When I was a kid I used to clean stalls and walk the race horses here in Arizona. Some of the horses had really interesting personalities, almost like an ego. They all were very smart. Anyways there was this ten year old Thoroughbred that they guy I worked kept around as a pony horse I became friends with him. Even at his age he was very competitive and If I had him in the round pen I would run and he would make it a point just to run a little faster and snort and shake his head.


----------



## CB Ranch Horses (Dec 21, 2008)

The woman that gave her to me is one of the leading trainers in the United States, and I was at the Farm oneday when my dad was shoeing her and i had not seen her since she was a yearling and didn't even recognize her but i fell in love with that horse, and i have had hundreds of different horses in my life and i never get that feeling but there was somthing about her, and my dad said to ask Murray what she was going to do with the filly and she said she wanted to give her away and said i could have her if i wanted. I personally don't like mares but i couldn't pass up the oppertunity. She is really well behaved and has a wonderful personality she is not marey acting and she is living with 8 geldings.


----------



## PoptartShop (Jul 25, 2010)

She is gorgeous!  I looove TB's!


----------



## SDS (Jun 21, 2008)

are you sure that you didn't steal those pictures from the internet? I hope not, because that horse is beautiful!

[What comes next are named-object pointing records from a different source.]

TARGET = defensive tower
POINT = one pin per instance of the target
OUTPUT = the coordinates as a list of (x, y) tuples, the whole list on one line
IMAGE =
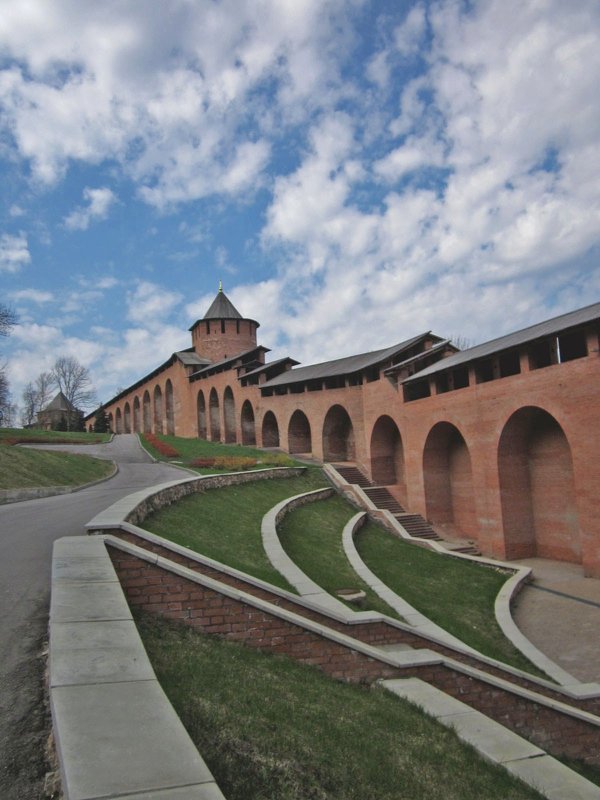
[(223, 332)]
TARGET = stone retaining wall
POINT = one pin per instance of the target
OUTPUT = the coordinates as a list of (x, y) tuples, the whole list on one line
[(235, 616)]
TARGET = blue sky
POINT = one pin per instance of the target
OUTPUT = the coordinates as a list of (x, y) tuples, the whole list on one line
[(354, 172)]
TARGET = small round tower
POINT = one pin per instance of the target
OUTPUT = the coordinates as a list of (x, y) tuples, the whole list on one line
[(223, 332)]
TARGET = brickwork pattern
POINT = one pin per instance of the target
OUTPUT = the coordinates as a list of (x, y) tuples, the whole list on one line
[(162, 592)]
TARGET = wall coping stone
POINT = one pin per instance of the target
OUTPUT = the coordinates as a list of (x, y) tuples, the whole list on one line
[(104, 695), (495, 742), (402, 659), (502, 606)]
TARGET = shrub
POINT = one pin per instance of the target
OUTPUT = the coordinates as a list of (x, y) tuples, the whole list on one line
[(162, 447)]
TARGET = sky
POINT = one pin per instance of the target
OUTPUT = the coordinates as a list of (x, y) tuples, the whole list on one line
[(355, 172)]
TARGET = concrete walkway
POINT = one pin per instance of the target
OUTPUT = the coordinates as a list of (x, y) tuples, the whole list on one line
[(27, 532), (559, 612)]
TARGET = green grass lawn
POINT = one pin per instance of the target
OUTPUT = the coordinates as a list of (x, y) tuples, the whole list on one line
[(37, 435), (23, 468), (271, 728), (458, 595), (224, 524), (191, 449), (312, 537)]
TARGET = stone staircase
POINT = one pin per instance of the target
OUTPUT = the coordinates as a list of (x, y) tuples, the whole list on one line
[(414, 524)]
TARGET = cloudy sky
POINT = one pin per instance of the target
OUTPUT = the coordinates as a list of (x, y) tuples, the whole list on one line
[(354, 171)]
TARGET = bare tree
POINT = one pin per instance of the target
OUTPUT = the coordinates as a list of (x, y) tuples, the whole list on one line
[(8, 319), (73, 380), (29, 408)]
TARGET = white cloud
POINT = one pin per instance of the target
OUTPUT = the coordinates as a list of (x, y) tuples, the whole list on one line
[(14, 252), (32, 296), (98, 205), (149, 303)]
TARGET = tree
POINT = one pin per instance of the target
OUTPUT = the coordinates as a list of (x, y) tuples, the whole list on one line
[(29, 408), (36, 397), (8, 319), (73, 380), (5, 404)]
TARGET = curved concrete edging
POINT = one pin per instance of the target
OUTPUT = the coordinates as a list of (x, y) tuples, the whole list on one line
[(502, 605), (419, 621), (280, 560), (116, 520), (18, 495), (104, 694)]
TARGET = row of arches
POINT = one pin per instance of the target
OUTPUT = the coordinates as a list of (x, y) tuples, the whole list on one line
[(154, 413), (535, 482), (534, 466)]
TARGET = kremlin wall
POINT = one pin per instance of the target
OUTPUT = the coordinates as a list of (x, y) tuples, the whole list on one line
[(498, 443)]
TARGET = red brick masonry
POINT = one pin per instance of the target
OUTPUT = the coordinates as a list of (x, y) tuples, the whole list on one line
[(208, 606)]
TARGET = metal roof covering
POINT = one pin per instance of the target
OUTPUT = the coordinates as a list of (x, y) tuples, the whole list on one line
[(266, 367), (222, 308), (551, 326), (220, 364), (60, 403), (191, 358), (342, 366), (419, 356)]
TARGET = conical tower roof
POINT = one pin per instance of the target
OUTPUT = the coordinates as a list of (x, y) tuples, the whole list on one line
[(222, 308)]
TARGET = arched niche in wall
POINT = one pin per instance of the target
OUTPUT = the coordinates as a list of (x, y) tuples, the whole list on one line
[(170, 407), (448, 479), (229, 415), (215, 418), (387, 455), (537, 488), (201, 411), (127, 418), (299, 435), (338, 435), (248, 427), (137, 417), (270, 430), (158, 410), (147, 413)]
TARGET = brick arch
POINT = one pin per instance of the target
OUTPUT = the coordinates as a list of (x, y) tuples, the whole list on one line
[(270, 430), (147, 413), (229, 415), (127, 418), (338, 435), (299, 434), (158, 412), (137, 420), (449, 495), (387, 455), (215, 416), (201, 411), (170, 407), (248, 427), (537, 488)]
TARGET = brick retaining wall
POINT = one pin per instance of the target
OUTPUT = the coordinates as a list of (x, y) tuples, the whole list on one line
[(157, 590)]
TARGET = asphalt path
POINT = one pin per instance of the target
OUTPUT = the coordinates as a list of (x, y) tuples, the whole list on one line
[(27, 532)]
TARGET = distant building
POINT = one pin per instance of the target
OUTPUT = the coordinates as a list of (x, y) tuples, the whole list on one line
[(498, 443), (59, 414)]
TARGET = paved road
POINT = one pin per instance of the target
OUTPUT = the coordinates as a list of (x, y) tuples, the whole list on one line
[(27, 531), (560, 613)]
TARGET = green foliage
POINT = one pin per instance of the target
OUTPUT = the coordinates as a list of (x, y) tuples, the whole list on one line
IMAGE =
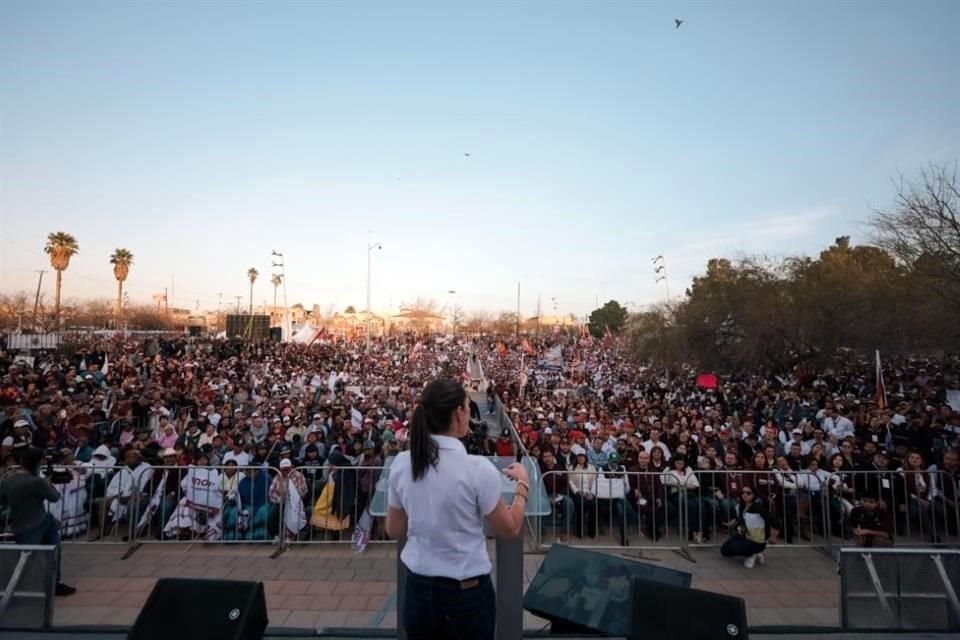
[(610, 316)]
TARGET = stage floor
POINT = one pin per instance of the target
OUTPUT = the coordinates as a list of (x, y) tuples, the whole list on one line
[(285, 634), (317, 587)]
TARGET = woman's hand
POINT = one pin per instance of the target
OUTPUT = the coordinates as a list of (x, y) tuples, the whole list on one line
[(516, 472)]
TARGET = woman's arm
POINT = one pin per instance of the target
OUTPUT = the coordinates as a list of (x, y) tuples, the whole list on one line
[(507, 522)]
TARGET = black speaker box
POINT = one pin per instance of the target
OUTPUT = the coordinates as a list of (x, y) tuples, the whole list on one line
[(665, 612), (255, 327), (582, 591), (202, 610)]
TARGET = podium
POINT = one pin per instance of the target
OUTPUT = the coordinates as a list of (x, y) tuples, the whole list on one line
[(508, 563)]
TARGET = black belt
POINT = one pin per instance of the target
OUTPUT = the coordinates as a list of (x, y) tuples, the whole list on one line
[(467, 583)]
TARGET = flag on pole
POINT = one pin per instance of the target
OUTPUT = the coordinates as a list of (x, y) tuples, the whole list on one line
[(881, 388)]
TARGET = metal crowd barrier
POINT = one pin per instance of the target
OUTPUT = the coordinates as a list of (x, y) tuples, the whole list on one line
[(598, 509), (651, 510), (224, 504), (335, 507)]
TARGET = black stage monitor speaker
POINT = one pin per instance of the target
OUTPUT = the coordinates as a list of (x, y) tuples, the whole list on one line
[(666, 612), (583, 591), (184, 609)]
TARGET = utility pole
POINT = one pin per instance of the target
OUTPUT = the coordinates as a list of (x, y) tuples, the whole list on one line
[(36, 300), (539, 312), (660, 269), (286, 330), (518, 308), (370, 248)]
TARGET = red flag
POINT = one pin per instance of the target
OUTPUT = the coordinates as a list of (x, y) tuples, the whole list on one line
[(707, 381)]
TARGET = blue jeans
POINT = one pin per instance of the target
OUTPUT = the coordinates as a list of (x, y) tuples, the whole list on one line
[(45, 532), (438, 608)]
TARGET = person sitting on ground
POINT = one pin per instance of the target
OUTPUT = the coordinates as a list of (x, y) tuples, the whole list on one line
[(871, 523), (752, 530)]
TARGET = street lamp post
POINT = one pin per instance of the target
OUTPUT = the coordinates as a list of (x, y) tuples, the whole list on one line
[(285, 327), (453, 311), (370, 248)]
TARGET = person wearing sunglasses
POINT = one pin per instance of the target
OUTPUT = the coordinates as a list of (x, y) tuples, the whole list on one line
[(751, 528)]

And what is that guys number anyway...lol


----------



## booner (Aug 17, 2008)

shes so pretty and you are so LUCKY!


----------



## CB Ranch Horses (Dec 21, 2008)

No i did not steal them off the internet lol...they do look like i could have though, my other hobby is photography so that helps a bit lol


----------



## my2geldings (Feb 18, 2008)

RusticWildFire said:


> Wow she is beautiful!!! Can you give me this guys number? lol


Excuse me, I asked for in first :lol: no, no, no one horse is more than enough for me at the moment!


----------